A subset of the examples generated by this code are known as MNIST8M and used
to be available on <http://leon.bottou.org/papers/loosli-canu-bottou-2006>.
These files were deleted from the NEC servers around 2014. Instead of
distributing these files, we now distribute the program that generates them.

Each example is identified by a long integer index that determines the source
of the example and the transformations applied to the pattern. The examples
numbered 0 to 9999 are the standard MNIST testing examples. The examples
numbered 10000 to 69999 are the standard MNIST training examples. Each example
with indice i >= 70000 is generated by applying a pseudorandom transformation
to the MNIST training example numbered 10000+((i-10000)%60000).


2- DATA FILES
-------------

Six data files are located in directory "data".

* Files "t10k-images-idx3-ubyte", "t10k-labels-idx1-ubyte",
  "train-images-idx3-ubyte" and "train-labels-idx1-ubyte" are the 
  pristine MNIST data files also available on the the web page
  <http://yann.lecun.com/exdb/mnist>.
* File "tangVec_float_60000x28x28.bin" contains tangent vectors
  for the MNIST training images.
* File "fields_float_1522x28x28.bin" contains pseudo-random 
  vector fields used to generate the character deformations. 
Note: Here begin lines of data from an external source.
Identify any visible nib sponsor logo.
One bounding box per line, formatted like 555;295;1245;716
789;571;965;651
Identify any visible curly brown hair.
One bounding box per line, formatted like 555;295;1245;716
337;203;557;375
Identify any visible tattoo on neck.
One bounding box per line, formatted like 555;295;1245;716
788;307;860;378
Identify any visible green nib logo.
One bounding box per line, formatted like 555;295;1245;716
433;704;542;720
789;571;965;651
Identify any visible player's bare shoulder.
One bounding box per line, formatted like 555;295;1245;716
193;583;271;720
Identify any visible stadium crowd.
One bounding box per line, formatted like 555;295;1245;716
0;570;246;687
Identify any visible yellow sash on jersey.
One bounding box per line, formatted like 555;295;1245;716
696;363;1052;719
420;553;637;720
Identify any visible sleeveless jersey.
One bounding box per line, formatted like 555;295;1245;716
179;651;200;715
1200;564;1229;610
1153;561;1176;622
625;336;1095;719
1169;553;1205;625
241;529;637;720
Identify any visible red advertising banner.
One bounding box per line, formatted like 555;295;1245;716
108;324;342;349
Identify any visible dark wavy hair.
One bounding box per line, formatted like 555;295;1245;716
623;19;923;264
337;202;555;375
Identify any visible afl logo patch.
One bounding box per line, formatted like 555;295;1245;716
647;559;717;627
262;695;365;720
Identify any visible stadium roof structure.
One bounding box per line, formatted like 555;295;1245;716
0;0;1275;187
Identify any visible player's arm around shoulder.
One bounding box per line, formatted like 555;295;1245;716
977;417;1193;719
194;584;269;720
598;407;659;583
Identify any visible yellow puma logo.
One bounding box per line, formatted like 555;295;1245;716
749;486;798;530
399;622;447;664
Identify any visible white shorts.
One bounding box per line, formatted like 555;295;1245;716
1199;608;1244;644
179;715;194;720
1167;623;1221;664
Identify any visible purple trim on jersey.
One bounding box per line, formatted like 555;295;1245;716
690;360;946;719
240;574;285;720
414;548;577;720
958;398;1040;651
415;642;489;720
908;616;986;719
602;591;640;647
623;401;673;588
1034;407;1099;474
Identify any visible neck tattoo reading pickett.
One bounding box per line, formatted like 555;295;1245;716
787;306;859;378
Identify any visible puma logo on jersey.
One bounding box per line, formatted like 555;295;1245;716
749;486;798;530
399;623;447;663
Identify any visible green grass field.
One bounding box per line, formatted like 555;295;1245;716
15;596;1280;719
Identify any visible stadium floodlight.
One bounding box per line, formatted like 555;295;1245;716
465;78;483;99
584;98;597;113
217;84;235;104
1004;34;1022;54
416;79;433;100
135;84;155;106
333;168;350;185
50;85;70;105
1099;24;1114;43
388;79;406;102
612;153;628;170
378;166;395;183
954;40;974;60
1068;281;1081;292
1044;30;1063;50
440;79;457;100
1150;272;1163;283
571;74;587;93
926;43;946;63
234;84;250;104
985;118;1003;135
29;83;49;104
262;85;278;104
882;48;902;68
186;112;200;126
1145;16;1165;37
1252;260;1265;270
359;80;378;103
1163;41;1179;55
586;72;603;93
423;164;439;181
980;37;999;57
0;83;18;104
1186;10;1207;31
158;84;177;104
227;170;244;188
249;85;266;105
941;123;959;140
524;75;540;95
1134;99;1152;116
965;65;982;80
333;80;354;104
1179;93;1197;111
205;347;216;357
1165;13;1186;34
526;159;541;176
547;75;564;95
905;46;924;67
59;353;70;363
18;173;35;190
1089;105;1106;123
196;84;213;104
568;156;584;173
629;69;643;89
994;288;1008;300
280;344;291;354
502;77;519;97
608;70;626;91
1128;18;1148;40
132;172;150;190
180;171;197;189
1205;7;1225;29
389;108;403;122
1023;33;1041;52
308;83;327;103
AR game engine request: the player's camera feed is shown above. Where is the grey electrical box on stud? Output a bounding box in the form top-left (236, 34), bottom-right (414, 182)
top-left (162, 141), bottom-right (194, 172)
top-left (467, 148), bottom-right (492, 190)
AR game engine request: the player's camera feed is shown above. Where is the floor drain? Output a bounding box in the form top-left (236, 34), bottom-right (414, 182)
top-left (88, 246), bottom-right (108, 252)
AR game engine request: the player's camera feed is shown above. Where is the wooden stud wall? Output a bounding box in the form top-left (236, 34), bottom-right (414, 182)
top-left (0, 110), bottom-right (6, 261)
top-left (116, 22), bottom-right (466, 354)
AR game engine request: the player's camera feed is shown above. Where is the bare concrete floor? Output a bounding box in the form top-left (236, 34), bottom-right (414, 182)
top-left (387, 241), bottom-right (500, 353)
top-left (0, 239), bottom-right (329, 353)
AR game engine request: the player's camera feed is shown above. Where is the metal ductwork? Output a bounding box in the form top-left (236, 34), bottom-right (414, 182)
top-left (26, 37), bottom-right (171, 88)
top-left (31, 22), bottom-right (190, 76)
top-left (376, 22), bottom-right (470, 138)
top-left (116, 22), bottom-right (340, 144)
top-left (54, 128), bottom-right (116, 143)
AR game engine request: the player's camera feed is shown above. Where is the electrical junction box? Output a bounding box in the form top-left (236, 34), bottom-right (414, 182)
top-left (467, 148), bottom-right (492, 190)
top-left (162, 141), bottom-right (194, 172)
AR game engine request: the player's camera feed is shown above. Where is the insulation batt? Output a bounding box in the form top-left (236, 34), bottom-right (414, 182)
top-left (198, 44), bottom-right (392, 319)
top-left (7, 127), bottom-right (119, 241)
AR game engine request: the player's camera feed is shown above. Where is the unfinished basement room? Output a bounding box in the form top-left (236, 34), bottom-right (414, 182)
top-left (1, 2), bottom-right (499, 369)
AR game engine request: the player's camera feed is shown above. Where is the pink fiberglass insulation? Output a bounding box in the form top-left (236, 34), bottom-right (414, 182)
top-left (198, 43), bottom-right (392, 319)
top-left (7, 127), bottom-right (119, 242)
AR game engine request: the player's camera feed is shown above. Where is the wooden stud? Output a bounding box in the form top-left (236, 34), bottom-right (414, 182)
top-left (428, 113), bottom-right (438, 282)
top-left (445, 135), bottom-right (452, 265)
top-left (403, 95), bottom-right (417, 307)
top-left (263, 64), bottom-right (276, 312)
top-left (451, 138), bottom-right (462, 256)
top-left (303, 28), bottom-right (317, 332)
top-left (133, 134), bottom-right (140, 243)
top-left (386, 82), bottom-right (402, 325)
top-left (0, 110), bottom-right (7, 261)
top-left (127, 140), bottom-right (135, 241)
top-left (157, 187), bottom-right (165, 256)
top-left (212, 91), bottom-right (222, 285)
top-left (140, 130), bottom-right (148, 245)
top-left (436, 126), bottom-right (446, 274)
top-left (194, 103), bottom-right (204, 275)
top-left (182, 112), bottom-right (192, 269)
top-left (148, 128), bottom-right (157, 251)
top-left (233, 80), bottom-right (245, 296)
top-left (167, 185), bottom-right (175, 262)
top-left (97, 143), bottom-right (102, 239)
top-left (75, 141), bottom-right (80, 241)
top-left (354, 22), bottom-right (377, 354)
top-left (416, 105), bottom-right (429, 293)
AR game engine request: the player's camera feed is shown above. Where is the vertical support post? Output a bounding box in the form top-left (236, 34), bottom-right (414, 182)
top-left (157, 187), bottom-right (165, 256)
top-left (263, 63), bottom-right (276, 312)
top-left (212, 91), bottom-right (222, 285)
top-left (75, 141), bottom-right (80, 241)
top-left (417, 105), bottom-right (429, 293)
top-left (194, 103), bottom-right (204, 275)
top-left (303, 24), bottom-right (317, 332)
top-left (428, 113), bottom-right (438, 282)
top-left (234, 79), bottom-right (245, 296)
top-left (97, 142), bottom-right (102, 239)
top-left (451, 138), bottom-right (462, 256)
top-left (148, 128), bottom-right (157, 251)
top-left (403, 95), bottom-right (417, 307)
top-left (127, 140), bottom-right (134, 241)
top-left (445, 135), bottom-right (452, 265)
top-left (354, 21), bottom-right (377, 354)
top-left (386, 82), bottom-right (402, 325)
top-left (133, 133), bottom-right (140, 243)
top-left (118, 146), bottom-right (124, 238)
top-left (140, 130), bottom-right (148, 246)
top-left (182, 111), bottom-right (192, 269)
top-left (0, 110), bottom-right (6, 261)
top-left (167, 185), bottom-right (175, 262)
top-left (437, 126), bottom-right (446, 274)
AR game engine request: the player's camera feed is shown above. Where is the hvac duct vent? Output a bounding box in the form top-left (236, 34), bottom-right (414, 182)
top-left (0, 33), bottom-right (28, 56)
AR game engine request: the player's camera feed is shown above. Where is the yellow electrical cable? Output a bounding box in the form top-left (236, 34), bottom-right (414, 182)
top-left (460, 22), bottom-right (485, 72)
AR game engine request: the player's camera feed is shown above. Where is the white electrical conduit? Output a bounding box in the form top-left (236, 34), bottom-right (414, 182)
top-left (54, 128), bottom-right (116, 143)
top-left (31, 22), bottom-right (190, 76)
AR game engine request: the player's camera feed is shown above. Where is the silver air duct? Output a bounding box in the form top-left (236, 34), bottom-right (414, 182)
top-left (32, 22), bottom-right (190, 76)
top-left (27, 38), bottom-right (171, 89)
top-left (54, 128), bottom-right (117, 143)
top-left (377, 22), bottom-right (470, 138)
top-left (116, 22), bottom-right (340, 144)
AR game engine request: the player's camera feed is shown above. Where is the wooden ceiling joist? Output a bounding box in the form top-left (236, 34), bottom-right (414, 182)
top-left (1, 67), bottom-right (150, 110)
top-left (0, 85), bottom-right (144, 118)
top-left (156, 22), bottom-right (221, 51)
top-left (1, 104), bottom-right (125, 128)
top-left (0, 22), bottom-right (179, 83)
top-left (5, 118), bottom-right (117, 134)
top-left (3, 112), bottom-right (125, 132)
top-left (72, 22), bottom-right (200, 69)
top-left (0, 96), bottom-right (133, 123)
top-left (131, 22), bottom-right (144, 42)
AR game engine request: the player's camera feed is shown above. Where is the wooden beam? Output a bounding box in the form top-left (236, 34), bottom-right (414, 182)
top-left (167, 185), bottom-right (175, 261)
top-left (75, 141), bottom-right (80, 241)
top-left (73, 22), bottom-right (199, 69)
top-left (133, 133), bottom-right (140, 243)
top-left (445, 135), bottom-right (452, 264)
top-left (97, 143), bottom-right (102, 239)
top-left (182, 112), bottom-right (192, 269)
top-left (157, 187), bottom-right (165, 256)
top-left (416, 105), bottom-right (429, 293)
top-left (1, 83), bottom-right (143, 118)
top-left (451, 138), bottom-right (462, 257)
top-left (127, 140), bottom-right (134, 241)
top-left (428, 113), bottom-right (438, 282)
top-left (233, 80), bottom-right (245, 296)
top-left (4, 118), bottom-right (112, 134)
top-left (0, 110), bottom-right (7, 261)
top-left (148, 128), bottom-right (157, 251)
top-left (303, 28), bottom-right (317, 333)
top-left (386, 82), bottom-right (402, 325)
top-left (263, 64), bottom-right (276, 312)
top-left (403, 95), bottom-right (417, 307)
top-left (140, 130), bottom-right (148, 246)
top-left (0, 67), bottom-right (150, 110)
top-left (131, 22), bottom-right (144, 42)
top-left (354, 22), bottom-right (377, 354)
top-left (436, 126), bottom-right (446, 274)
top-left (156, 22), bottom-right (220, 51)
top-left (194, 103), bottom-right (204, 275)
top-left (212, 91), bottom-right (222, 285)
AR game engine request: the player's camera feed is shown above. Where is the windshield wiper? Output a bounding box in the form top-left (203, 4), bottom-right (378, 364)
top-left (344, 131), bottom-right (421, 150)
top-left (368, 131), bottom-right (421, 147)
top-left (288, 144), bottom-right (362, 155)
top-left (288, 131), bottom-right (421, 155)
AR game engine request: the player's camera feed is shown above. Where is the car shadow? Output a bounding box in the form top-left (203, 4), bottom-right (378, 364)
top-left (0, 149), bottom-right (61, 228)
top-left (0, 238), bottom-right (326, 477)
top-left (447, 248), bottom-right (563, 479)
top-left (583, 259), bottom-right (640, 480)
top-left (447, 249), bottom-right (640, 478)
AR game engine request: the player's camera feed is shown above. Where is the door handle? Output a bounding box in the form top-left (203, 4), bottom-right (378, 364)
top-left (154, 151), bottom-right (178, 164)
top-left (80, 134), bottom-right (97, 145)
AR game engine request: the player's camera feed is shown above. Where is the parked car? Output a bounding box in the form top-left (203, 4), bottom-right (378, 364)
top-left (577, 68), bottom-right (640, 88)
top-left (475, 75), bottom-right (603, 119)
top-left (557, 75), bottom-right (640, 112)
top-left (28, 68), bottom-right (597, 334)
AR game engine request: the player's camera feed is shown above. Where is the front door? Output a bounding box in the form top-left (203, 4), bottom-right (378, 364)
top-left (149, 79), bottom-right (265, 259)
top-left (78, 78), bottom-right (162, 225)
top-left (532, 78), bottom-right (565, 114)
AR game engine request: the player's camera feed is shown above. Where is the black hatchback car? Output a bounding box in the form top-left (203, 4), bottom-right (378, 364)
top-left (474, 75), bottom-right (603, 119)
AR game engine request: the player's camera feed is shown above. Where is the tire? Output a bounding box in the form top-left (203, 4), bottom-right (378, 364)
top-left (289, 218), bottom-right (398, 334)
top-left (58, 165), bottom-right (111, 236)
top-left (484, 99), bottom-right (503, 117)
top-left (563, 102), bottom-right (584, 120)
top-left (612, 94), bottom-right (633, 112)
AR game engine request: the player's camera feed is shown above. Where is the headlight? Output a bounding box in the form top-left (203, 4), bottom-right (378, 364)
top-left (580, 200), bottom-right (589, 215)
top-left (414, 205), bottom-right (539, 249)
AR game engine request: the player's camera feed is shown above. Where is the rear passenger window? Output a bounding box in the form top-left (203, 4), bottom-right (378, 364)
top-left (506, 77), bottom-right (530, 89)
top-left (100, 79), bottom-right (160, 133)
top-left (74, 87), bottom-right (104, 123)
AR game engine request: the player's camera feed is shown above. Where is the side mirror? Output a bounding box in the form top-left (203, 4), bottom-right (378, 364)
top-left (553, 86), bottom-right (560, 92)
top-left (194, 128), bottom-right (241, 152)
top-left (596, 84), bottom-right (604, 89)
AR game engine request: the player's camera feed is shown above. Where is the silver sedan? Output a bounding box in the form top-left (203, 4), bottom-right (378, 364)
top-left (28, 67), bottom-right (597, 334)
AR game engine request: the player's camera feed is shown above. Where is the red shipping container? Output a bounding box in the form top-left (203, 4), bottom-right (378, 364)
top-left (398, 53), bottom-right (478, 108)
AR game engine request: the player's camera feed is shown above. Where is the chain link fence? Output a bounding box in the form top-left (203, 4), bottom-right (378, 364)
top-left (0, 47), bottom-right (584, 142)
All six files must be available at execution time and 
reside in the same directory


3- COMPILING
------------

The supplied makefiles are very standard and should work 
on nearly all machines. Please customize the variable CFLAGS 
as necessary for your compiler.

Unix:    $ make
Windows: C> nmake /f NMakefile


4- USING THE EXECUTABLE INFIMNIST
---------------------------------

Synopsis:

 $ infimnist [-d <datadir>] <format> <first> <last> 

Option -d <datadir> can be used to specify the location of the data files. 
The default data directory is simply data in the current directory. 
Arguments <first> and <last> define the first and last index of the range 
of examples written to the standard output. Argument <format> describes the 
format of the produced data. Any unambiguous prefix of the following 
formats are recognized: 

* "patterns" produces an image file using the standard MNIST binary format.
* "labels" produce a label files using the standard MNIST binary format.
* "svmlight" produces a file suitable for SVMLight or LibSVM. 
* "vw" produces a file suitable for Vowpal Wabbit. 
* "arff" produces a sparse ARFF file suitable for Weka.
* "display" produces rudimentary ASCII art.

Examples:

* Generating files containing the standard MNIST testing set:

  $ infimnist lab 0 9999 > test10k-labels
  $ infimnist pat 0 9999 > test10k-patterns

* Generating files containing the standard MNIST training set:

  $ infimnist lab 10000 69999 > mnist60k-labels
  $ infimnist pat 10000 69999 > mnist60k-patterns

* Generating files containing the MNIST8M training set:

  $ infimnist lab 10000 8109999 > mnist8m-labels
  $ infimnist pat 10000 8109999 > mnist8m-patterns

* Generating a LibSVM compatible MNIST8M file:

  $ infimnist svm 10000 8109999 > mnist8m-libsvm

* Showing the first 10 deformed digits in ASCII art

  $ infimnist display 70000 70004


5- USING INFIMNIST AS A LIBRARY
-------------------------------

Files "infimnist.h" and "infimnist.c" form a self-contained
library that you can use to generate an infinite amount
of MNIST-like examples on the fly. This is adequately
explained by the comments found in file "infimnist.h".